Friday, June 5, 2015

#156

I give in. I must not leave     the scene of this same death
as most of me strains to.
There are all the problems to be sorted out,
the fate of the soul, what it was all about
during its being, and whether he was drunk
at 4 a.m. on the wrong floor too 

fighting for air, tearing his sorry clothes
with his visions dying O and O I mourn
again this complex death
Almost my oldest friend should never have been born
to this terrible end, out of which what grows
but an unshaven, dissheveled corpse? 

The spirit & the joy, in memory
live of him on, the young will read his verse
for as long as such things go:
Why then do I despair, miserable Henry
who knew him all so long, for better & worse
and nearly would follow him below. 

Two things here: 1) The grief he’s stuck on goes on. Much more importantly: 2) Why? I think it’s because of this business of the immortality of the artist, who leaves something of himself behind through his work. He doubts it. There’s something of rationalization about this concept of the artist being immortal, I’ve always thought. Take Shakespeare, described to me when I was introduced to his work as an undergrad as “the best writer ever to have written in English.” Probably this is true. And while knowing this in an artist’s life, that his work made a cultural contribution, even one that’s lasting and deep, death is still death. Even for Shakespeare. Though long-term relevance of the work produced in that life can make a life meaningful, and it will have a kind of “life” of its own, it still doesn’t compensate for death if a real life wasn’t lived. One’s interior perceptions, feelings, ideas, they stop here, and whether they live on in an afterlife doesn’t matter. For a person of real faith, I suppose that’s not true. That’s not Berryman here, at least not yet. For all of the agnostic doubters, they can’t know that for sure either. Life simply ends. So the young reading someone’s verse in some virtual future is not compensation enough—this is Henry’s despair. It’s a problem because that’s what he’s staked his existence on. His life has some serious problems by most conventional standards, but the work—validated by fame—is supposed to compensate. Does it? Not if you take down what this block of poems portends.

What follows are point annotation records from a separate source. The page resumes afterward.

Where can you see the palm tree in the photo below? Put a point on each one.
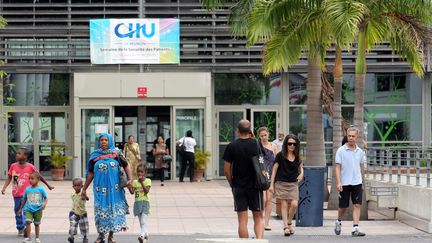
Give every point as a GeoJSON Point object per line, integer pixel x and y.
{"type": "Point", "coordinates": [403, 23]}
{"type": "Point", "coordinates": [289, 27]}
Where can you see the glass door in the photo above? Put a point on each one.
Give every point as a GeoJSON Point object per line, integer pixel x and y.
{"type": "Point", "coordinates": [20, 130]}
{"type": "Point", "coordinates": [94, 121]}
{"type": "Point", "coordinates": [51, 137]}
{"type": "Point", "coordinates": [227, 121]}
{"type": "Point", "coordinates": [188, 119]}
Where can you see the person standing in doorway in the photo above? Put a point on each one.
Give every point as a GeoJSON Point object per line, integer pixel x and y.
{"type": "Point", "coordinates": [240, 174]}
{"type": "Point", "coordinates": [159, 150]}
{"type": "Point", "coordinates": [349, 170]}
{"type": "Point", "coordinates": [188, 156]}
{"type": "Point", "coordinates": [287, 173]}
{"type": "Point", "coordinates": [279, 140]}
{"type": "Point", "coordinates": [269, 150]}
{"type": "Point", "coordinates": [132, 153]}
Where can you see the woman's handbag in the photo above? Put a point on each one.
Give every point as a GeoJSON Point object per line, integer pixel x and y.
{"type": "Point", "coordinates": [167, 158]}
{"type": "Point", "coordinates": [123, 177]}
{"type": "Point", "coordinates": [262, 175]}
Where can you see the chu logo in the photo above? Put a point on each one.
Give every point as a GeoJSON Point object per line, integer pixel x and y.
{"type": "Point", "coordinates": [135, 29]}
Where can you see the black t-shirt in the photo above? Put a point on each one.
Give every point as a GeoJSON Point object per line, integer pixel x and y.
{"type": "Point", "coordinates": [239, 153]}
{"type": "Point", "coordinates": [288, 171]}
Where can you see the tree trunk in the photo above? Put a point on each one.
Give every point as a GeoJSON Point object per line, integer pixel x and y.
{"type": "Point", "coordinates": [360, 75]}
{"type": "Point", "coordinates": [333, 202]}
{"type": "Point", "coordinates": [315, 155]}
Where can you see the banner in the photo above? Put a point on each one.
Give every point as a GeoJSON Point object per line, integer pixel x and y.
{"type": "Point", "coordinates": [134, 41]}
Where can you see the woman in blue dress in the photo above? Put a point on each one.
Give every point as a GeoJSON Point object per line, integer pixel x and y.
{"type": "Point", "coordinates": [109, 198]}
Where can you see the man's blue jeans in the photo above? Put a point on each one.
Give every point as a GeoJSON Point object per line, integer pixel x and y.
{"type": "Point", "coordinates": [20, 219]}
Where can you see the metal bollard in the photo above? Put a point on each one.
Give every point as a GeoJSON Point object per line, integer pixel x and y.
{"type": "Point", "coordinates": [389, 164]}
{"type": "Point", "coordinates": [399, 154]}
{"type": "Point", "coordinates": [417, 167]}
{"type": "Point", "coordinates": [428, 161]}
{"type": "Point", "coordinates": [408, 170]}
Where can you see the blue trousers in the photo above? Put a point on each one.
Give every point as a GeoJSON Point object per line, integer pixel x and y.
{"type": "Point", "coordinates": [19, 219]}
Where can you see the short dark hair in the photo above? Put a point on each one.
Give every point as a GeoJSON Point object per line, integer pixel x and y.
{"type": "Point", "coordinates": [244, 127]}
{"type": "Point", "coordinates": [142, 166]}
{"type": "Point", "coordinates": [25, 151]}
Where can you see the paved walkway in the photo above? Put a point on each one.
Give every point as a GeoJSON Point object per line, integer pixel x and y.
{"type": "Point", "coordinates": [187, 209]}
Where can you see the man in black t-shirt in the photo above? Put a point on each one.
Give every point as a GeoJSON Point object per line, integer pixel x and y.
{"type": "Point", "coordinates": [240, 174]}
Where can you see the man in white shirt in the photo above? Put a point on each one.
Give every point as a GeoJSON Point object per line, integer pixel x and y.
{"type": "Point", "coordinates": [188, 155]}
{"type": "Point", "coordinates": [349, 169]}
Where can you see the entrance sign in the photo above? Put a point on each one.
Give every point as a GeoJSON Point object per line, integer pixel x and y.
{"type": "Point", "coordinates": [142, 92]}
{"type": "Point", "coordinates": [135, 41]}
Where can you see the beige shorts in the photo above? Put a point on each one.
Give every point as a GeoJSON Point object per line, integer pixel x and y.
{"type": "Point", "coordinates": [286, 190]}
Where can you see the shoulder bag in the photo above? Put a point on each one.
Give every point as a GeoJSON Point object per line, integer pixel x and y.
{"type": "Point", "coordinates": [261, 173]}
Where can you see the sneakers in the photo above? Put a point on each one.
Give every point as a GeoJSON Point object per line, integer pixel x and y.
{"type": "Point", "coordinates": [338, 227]}
{"type": "Point", "coordinates": [70, 239]}
{"type": "Point", "coordinates": [357, 233]}
{"type": "Point", "coordinates": [142, 239]}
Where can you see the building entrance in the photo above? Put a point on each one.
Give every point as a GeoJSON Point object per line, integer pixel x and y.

Mary Oliver has an answer:

The Summer Day
Mary Oliver 

 Who made the world?
 Who made the swan, and the black bear?
 Who made the grasshopper?
 This grasshopper, I mean—
 the one who has flung herself out of the grass,
 the one who is eating sugar out of my hand,
 who is moving her jaws back and forth instead of up and down—
 who is gazing around with her enormous and complicated eyes.
 Now she lifts her pale forearms and thoroughly washes her face
 Now she snaps her wings open, and floats away.
 I don't know exactly what a prayer is.
 I do know how to pay attention, how to fall down
 into the grass, how to kneel down in the grass,
 how to be idle and blessed, how to stroll through the fields,
 which is what I have been doing all day.
 Tell me, what else should I have done?
 Doesn't everything die at last, and too soon?
 Tell me, what is it you plan to do
 with your one wild and precious life? 

The answer to Oliver’s final question is contained in her poem: Pay attention to your life, pay attention to the world, and permit the world to fill you with wonder. This moment of wonder is what matters, and it is all that matters. Even a prayerful faith in something grand: Who really knows what that’s about? Something so common and humble as a grasshopper is what is miraculous, it leads you to all you need to know if you’ll only pay attention. For Berryman, he’s crying over Delmore Schwartz, and as I’ve figured, for himself, because the arc of their lives led to prodigious artistic production, fame, and a faith in a continued existence of life through art, but the whole damned enterprise is ringing hollow, isn’t it? Henry here is worried that they sold their lives and the fates of their souls to a figment—“the fate of the soul” is his phrase, not mine. Their lives weren’t fueled by wonder and life, they were fueled by a misplaced faith in a mistaken myth of artistic immortality, and while neither one could figure it out, on some level, Henry must know it. My hope and my expectations for The Dream Songs from the beginning has been that Berryman would lead the reader to this understanding. I don’t see it happening yet, but I’m not even halfway through. We’ll see. But this is still teaching me something, if only through a recognition of what’s absent, which is the The Now. Don’t squelch The Now in days of alcoholic oblivion, drugged stupors, and what I really do suspect is a self-inflicted madness. Pay attention instead. Wendell Berry and Mary Oliver are two voices I trust, and they have forerunners that go back millennia. But the groundwork for their immediate voice, I believe, was laid by the mistakes of the generations before them, who also, understand, have their progeny still jabbering away. There are many subtle, powerful, persuasive lies out there. But they’re lies anyway. Grasshoppers don’t lie. Pay attention. The thing about Shakespeare is that he did. His attention arrived in his work and that’s why we still produce his plays 400 years later. If Berryman didn’t pay some kind of attention, then his work will fade and crumble, like graffiti on the Berlin Wall. I’m not ready yet to say he didn’t. There may be other ways than communing with insects. We’ll see. But Berry and Oliver offer wise guidance.